Diese Abweichungen der Klausel von wesentlichen Grundgedanken der gesetzlichen Regelung benachteiligen die Vertragspartner der Bausparkasse unangemessen. Insbesondere wird die Gebühr nicht im kollektiven Gesamtinteresse der Bauspa­r­ge­mein­schaft erhoben, da sie keinen Beitrag zur Gewährleistung der Funkti­o­ns­fä­higkeit des Bausparwesens leistet. Die Darlehensgebühr wird auch nicht durch Indivi­du­a­l­vorteile für Bausparkunden, wie z.B. günstige Darlehenszinsen, ausgeglichen, da diesen bereits nicht unerhebliche Nachteile, etwa eine Abschlussgebühr, gegenüberstehen.

* § 10 Darlehensgebühr

Erläuterungen
Mit Beginn der Darle­hens­aus­zahlung wird eine Darlehensgebühr in Höhe von 2 % des Bauspa­r­da­r­lehens - bei der Wahl gemäß § 9 Abs. 3 vor Abzug des Disagios - fällig und dem Bauspardarlehen zugeschlagen (Darlehensschuld).

** § 307 BGB Inhalts­kon­trolle

(1) Bestimmungen in Allgemeinen Geschäfts­be­din­gungen sind unwirksam, wenn sie den Vertragspartner des Verwenders entgegen den Geboten von Treu und Glauben unangemessen benachteiligen. Eine unangemessene Benachteiligung kann sich auch daraus ergeben, dass die Bestimmung nicht klar und verständlich ist.

(2) Eine unangemessene Benachteiligung ist im Zweifel anzunehmen, wenn eine Bestimmung

1. mit wesentlichen Grundgedanken der gesetzlichen Regelung, von der abgewichen wird, nicht zu vereinbaren ist oder

2. wesentliche Rechte oder Pflichten, die sich aus der Natur des Vertrags ergeben, so einschränkt, dass die Erreichung des Vertragszwecks gefährdet ist.

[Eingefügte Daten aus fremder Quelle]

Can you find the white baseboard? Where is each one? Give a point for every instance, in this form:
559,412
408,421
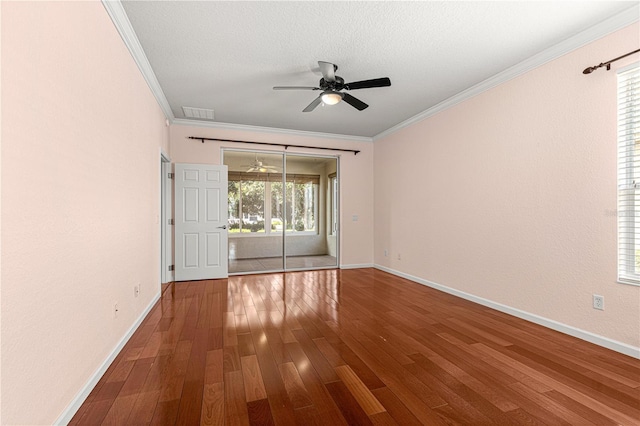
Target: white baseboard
75,404
357,266
596,339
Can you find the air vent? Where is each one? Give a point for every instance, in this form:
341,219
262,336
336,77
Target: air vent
201,113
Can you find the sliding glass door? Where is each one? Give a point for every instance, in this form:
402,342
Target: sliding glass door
283,211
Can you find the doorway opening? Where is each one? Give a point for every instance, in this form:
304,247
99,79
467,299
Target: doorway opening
283,211
166,234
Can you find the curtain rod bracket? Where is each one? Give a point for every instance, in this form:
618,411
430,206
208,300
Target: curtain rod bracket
607,64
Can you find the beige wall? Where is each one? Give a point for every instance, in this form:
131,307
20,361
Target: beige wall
510,196
356,176
81,140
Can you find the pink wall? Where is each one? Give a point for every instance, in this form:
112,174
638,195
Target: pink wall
510,196
81,140
356,176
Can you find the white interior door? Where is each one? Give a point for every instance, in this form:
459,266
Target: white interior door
200,222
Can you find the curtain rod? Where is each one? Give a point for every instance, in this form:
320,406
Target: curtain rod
607,64
355,151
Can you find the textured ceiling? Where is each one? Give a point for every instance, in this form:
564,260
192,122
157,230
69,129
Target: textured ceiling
227,56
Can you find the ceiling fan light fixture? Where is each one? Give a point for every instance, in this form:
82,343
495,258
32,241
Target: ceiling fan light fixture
331,98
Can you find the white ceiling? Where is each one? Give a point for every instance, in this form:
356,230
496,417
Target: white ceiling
227,56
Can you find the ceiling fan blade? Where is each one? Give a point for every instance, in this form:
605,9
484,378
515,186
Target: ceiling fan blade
313,104
295,88
365,84
328,71
354,102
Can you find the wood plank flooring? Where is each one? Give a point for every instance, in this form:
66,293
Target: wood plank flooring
359,347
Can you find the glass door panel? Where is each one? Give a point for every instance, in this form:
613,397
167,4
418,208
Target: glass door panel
310,212
256,242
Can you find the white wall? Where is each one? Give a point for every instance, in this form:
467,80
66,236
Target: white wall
356,176
511,195
81,140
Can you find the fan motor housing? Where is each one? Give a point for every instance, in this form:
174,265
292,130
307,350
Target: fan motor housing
334,85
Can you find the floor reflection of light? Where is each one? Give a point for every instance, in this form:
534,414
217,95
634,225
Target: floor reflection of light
304,365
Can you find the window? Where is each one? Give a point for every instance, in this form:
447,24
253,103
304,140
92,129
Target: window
629,175
256,199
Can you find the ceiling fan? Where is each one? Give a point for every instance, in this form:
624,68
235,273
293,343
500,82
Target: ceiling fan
259,166
332,86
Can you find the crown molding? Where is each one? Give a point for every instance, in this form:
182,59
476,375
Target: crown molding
123,25
590,35
260,129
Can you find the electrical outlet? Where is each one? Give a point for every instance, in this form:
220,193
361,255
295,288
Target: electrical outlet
598,302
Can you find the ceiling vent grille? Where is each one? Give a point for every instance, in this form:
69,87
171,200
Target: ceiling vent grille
200,113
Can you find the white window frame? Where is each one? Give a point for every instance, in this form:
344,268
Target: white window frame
629,174
267,215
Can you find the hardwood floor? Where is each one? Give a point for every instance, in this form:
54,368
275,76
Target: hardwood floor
356,346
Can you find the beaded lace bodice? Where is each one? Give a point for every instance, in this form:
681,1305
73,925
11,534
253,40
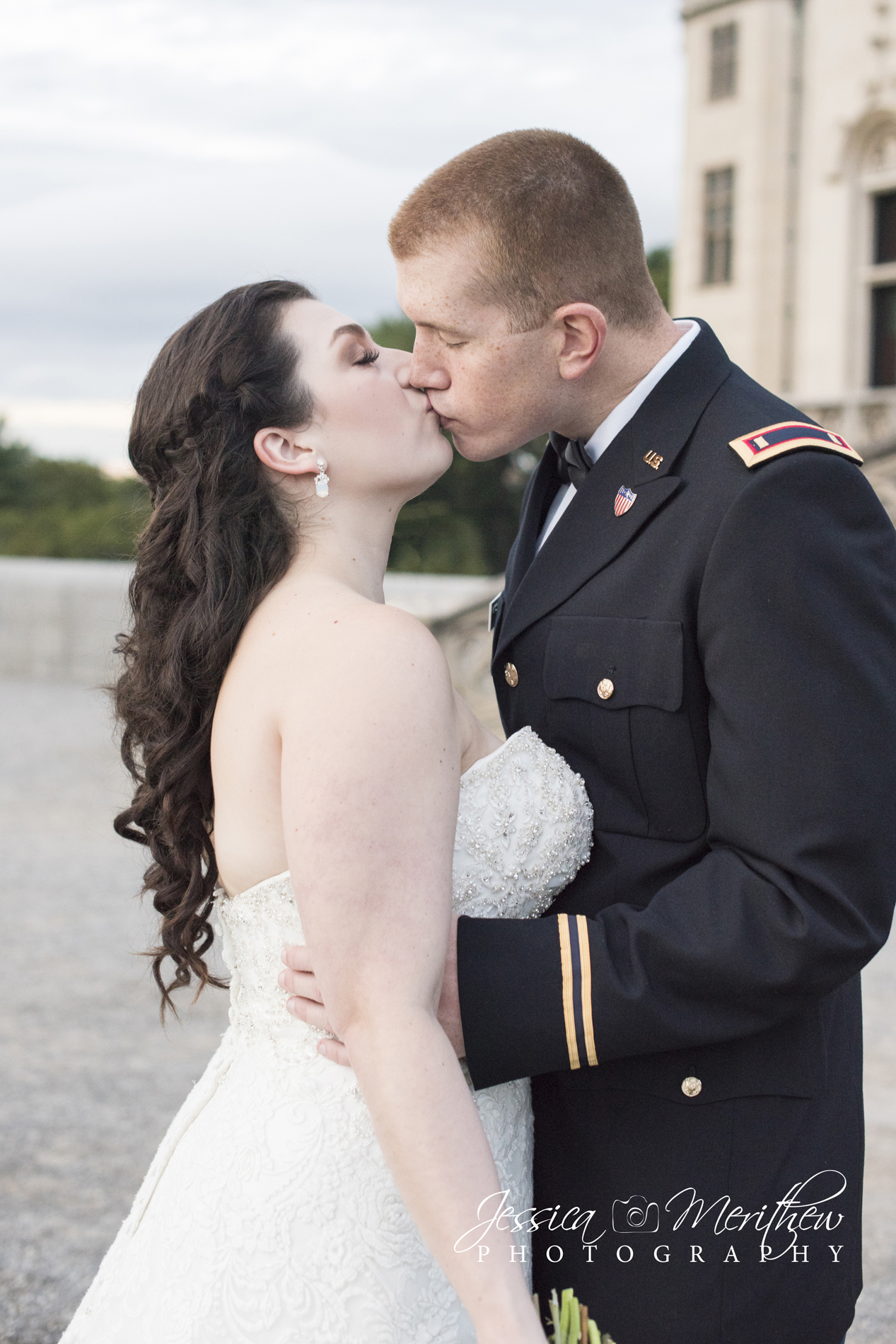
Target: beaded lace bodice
523,833
269,1212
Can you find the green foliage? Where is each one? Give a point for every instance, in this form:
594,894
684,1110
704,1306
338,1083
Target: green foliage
567,1317
64,509
467,522
660,268
394,332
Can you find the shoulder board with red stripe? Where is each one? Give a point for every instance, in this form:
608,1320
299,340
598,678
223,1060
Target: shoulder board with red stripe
788,436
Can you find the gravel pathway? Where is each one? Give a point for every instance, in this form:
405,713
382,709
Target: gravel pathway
91,1079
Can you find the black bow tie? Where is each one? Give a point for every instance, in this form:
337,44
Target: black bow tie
574,463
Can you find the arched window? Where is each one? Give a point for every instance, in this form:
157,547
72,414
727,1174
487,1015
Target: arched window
876,246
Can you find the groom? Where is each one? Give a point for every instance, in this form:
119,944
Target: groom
700,616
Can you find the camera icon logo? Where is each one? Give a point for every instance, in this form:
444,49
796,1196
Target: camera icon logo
636,1215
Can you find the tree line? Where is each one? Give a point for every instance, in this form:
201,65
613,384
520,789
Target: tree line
462,524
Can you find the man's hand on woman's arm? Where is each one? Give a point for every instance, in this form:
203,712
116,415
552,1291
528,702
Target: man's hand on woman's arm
307,1003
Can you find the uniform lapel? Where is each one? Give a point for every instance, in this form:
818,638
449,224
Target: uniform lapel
590,534
536,502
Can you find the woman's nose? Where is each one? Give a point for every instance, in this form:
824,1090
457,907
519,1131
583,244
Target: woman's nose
425,373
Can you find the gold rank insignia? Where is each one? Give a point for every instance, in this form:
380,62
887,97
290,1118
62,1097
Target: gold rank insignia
575,971
788,436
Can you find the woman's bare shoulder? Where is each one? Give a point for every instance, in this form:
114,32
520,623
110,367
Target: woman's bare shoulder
340,645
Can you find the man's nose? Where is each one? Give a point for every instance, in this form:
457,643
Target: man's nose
428,373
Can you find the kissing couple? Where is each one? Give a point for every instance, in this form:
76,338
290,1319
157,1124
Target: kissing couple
576,979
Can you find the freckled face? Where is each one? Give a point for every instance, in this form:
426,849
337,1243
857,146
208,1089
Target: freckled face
376,431
494,389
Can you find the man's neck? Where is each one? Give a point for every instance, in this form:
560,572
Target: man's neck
627,358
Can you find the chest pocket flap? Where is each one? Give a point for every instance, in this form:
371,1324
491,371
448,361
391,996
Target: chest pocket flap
633,661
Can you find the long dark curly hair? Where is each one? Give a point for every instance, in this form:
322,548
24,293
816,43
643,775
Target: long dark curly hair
218,539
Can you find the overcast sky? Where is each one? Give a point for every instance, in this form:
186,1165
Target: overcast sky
159,152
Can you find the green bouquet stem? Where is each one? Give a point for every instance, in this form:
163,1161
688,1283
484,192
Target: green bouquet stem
570,1320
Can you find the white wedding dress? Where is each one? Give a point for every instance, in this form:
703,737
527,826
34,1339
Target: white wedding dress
269,1214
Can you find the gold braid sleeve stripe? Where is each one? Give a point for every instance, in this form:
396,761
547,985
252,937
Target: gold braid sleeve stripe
585,960
569,1011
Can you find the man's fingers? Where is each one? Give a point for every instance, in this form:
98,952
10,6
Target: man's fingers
336,1051
297,957
300,983
308,1011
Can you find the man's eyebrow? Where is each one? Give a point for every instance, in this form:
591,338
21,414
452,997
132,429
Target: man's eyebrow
349,330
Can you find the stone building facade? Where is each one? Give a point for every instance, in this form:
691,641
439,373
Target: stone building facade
788,233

(3) Die Absätze 1 und 2 sowie die §§ 308 und 309 gelten nur für Bestimmungen in Allgemeinen Geschäfts­be­din­gungen, durch die von Rechts­vor­schriften abweichende oder diese ergänzende Regelungen vereinbart werden. Andere Bestimmungen können nach Absatz 1 Satz 2 in Verbindung mit Absatz 1 Satz 1 unwirksam sein.

*** § 488 Vertrags­ty­pische Pflichten beim Darle­hens­vertrag

(1) Durch den Darle­hens­vertrag wird der Darlehensgeber verpflichtet, dem Darlehensnehmer einen Geldbetrag in der vereinbarten Höhe zur Verfügung zu stellen. Der Darlehensnehmer ist verpflichtet, einen geschuldeten Zins zu zahlen und bei Fälligkeit das zur Verfügung gestellte Darlehen zurückzuzahlen.